Ein Stadtquartier verschwindet

Während sich der Bauplatz des Gauforums in eine technisierte Großbaustelle verwandelte, verschaffte sich Hitler bei mehreren Besuchen einen persönlichen Eindruck vom Fortschritt der Bauarbeiten. Zu diesen Anlässen ließ er sich von der Bevölkerung und den Bauarbeitern regelrecht huldigen. Bis Mitte 1940 waren bis auf die »Halle der Volksgemeinschaft« und das »Gebäude der Reichsstatthalterei und Gauleitung« alle Gebäude nahezu fertiggestellt.

In unmittelbarer Nähe zum Forum entstand in einem vollkommen anderen Stil als dem der Repräsentationsarchitektur am Gauforum die sogenannte X-Straße (heute: Ferdinand-Freiligrath-Straße). Deren Gestaltung verantwortete der Architekt Willem Bäumer, der von 1934 bis 1939 an der Weimarer Hochschule unterrichtete.

An der Nahtstelle Gauforum /​ X-Straße wurde offenkundig, wie unterschiedlich sich der Nationalsozialismus einzelner künstlerischer und architektonischer Traditionen bediente. Während die beim Forum gewählte Formensprache den imperialen Macht- und Repräsentationsgestus des Regimes zum Ausdruck brachte, lehnte sich die Architektur der Bauten in der X-Straße an den sogenannten »Heimatschutzstil« an. Die kleinteilige Bebauung mit Wohn- und Gewerbegebäuden erinnerte bewusst an die Gestaltung von Kleinstädten oder Dörfern. Dies folgte der politischen Absicht, die ideologisch überhöhte Vision einer geschlossenen »Volksgemeinschaft« zum Ausdruck zu bringen.
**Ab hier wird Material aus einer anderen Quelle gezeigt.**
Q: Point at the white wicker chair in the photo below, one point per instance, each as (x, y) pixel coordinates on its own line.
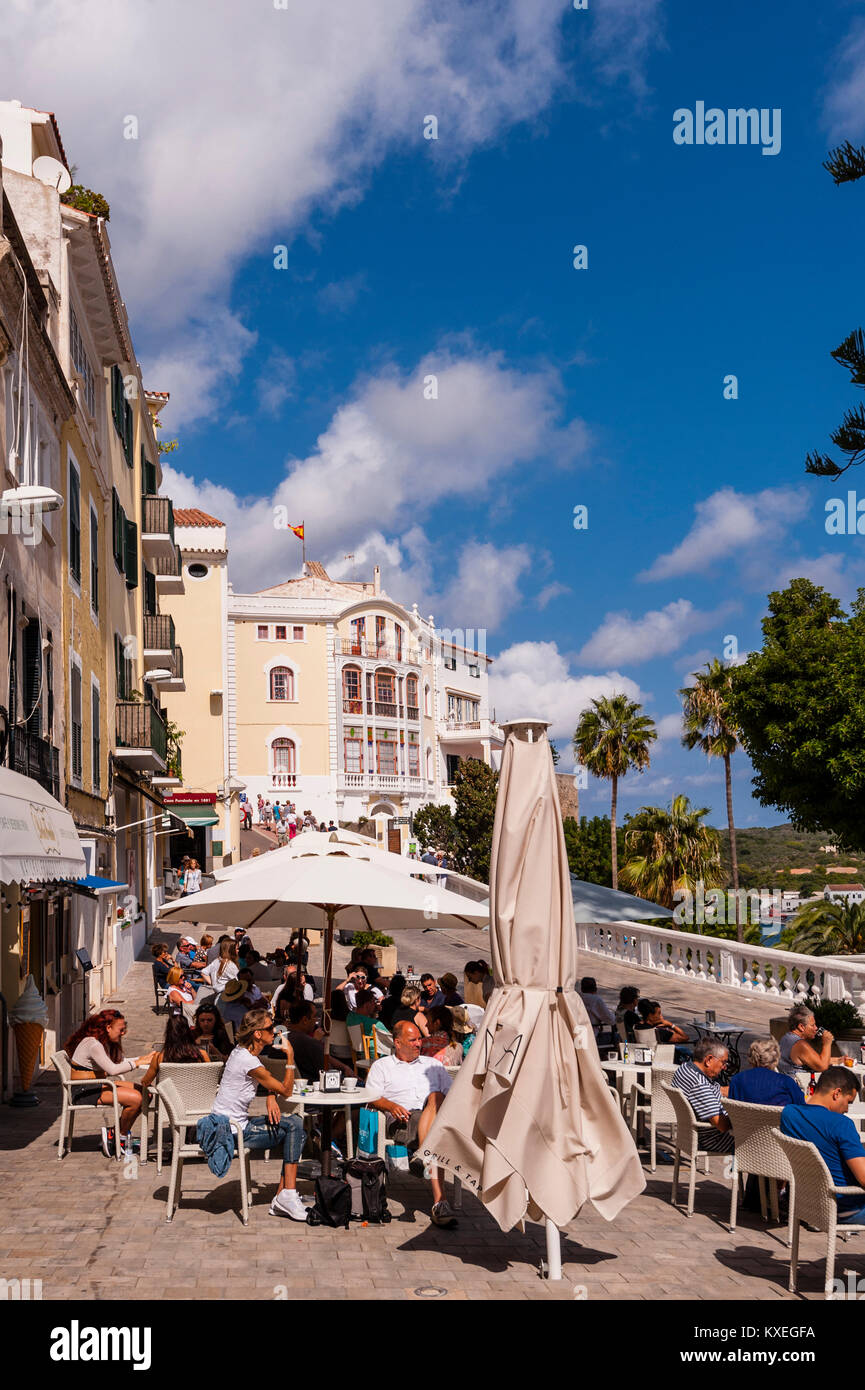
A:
(689, 1134)
(654, 1105)
(71, 1108)
(196, 1084)
(814, 1201)
(758, 1155)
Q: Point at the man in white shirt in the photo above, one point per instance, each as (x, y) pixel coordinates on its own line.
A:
(408, 1089)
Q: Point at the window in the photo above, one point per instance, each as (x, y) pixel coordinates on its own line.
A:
(283, 758)
(75, 719)
(74, 523)
(353, 755)
(387, 756)
(93, 562)
(352, 701)
(281, 683)
(95, 738)
(82, 366)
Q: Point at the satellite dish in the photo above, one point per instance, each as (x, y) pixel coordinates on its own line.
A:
(53, 173)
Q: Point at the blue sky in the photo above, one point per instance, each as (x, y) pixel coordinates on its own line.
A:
(556, 387)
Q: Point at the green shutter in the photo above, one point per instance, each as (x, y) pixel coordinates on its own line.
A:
(131, 555)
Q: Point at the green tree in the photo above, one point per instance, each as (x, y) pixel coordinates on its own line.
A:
(611, 738)
(709, 724)
(800, 706)
(433, 826)
(474, 792)
(588, 849)
(671, 848)
(829, 929)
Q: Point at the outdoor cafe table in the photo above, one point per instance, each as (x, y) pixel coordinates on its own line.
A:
(327, 1102)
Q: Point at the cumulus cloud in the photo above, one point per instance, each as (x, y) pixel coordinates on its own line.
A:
(729, 526)
(536, 679)
(626, 640)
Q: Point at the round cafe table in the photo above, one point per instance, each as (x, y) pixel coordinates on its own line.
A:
(327, 1102)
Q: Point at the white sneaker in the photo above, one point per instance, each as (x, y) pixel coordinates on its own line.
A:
(288, 1204)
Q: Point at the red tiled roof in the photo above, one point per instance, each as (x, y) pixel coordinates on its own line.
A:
(191, 516)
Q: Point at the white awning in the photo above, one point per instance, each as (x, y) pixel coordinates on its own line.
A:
(38, 837)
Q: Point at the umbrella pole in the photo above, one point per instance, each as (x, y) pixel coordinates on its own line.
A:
(554, 1250)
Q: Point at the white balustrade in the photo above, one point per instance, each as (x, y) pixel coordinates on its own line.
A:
(761, 970)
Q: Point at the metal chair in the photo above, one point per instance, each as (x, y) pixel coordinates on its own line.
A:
(70, 1107)
(757, 1154)
(652, 1104)
(180, 1121)
(814, 1201)
(689, 1134)
(196, 1084)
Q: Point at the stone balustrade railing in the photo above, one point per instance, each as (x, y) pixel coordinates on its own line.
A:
(757, 970)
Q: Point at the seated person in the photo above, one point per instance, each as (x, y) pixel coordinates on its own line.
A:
(598, 1012)
(366, 1015)
(626, 1012)
(244, 1072)
(801, 1048)
(825, 1123)
(762, 1083)
(408, 1089)
(441, 1044)
(698, 1083)
(180, 1045)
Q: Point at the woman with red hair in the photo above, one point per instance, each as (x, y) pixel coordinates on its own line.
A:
(95, 1051)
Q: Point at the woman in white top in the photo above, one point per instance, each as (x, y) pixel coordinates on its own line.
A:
(95, 1051)
(244, 1072)
(220, 970)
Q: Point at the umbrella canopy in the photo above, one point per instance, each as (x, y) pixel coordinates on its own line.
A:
(530, 1122)
(594, 902)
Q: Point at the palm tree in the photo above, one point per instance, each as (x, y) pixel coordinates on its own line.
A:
(669, 849)
(611, 738)
(708, 723)
(829, 929)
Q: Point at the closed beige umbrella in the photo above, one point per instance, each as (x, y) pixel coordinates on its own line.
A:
(530, 1123)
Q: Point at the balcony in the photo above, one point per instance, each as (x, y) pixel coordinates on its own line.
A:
(168, 570)
(177, 681)
(377, 651)
(157, 527)
(35, 758)
(141, 738)
(159, 641)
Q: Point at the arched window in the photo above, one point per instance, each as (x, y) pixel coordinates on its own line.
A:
(281, 683)
(283, 762)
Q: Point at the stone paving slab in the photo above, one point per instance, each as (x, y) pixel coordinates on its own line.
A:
(92, 1229)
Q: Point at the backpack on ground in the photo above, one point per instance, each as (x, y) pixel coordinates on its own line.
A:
(333, 1205)
(369, 1186)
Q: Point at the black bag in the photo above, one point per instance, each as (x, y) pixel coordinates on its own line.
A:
(369, 1186)
(333, 1204)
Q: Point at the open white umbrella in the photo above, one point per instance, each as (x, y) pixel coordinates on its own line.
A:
(530, 1123)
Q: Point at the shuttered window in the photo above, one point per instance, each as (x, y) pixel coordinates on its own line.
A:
(74, 523)
(75, 720)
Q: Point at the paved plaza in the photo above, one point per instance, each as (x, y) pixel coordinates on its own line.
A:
(89, 1232)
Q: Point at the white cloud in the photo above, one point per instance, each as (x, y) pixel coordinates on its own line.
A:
(534, 679)
(552, 591)
(625, 640)
(732, 526)
(360, 484)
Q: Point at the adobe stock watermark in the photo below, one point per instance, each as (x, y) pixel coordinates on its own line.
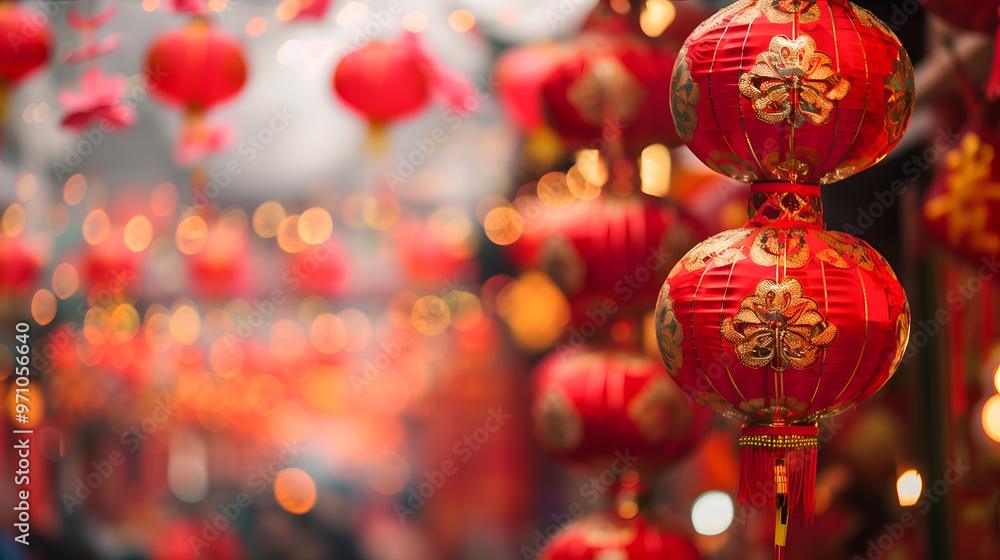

In der Mitte des Ensembles wurde eine Art Dorfplatz bzw. kleinstädtischer Marktplatz angeordnet, der zu Festen und Feiern im Rahmen der Nachbarschaft einladen sollte. Dies war eine eher gemütvolle Inszenierung der »Volksgemeinschaft«, ohne den diktatorischen Gestus formierter Menschen- und Steinmassen wie beim Gauforum.

Die Intimität dieses Wohnviertels und die anheimelnde Beschaulichkeit seiner Bauten und Straßenzüge bildet somit keinen Gegensatz zur auftrumpfenden Architektur des Gauforums, sondern war deren Ergänzung. Die Neugestaltung dieses Teil der Jakobsvorstadt sollte außerdem wohl auch über den Verlust zahlreicher Häuser im gleichen Areal hinwegtäuschen.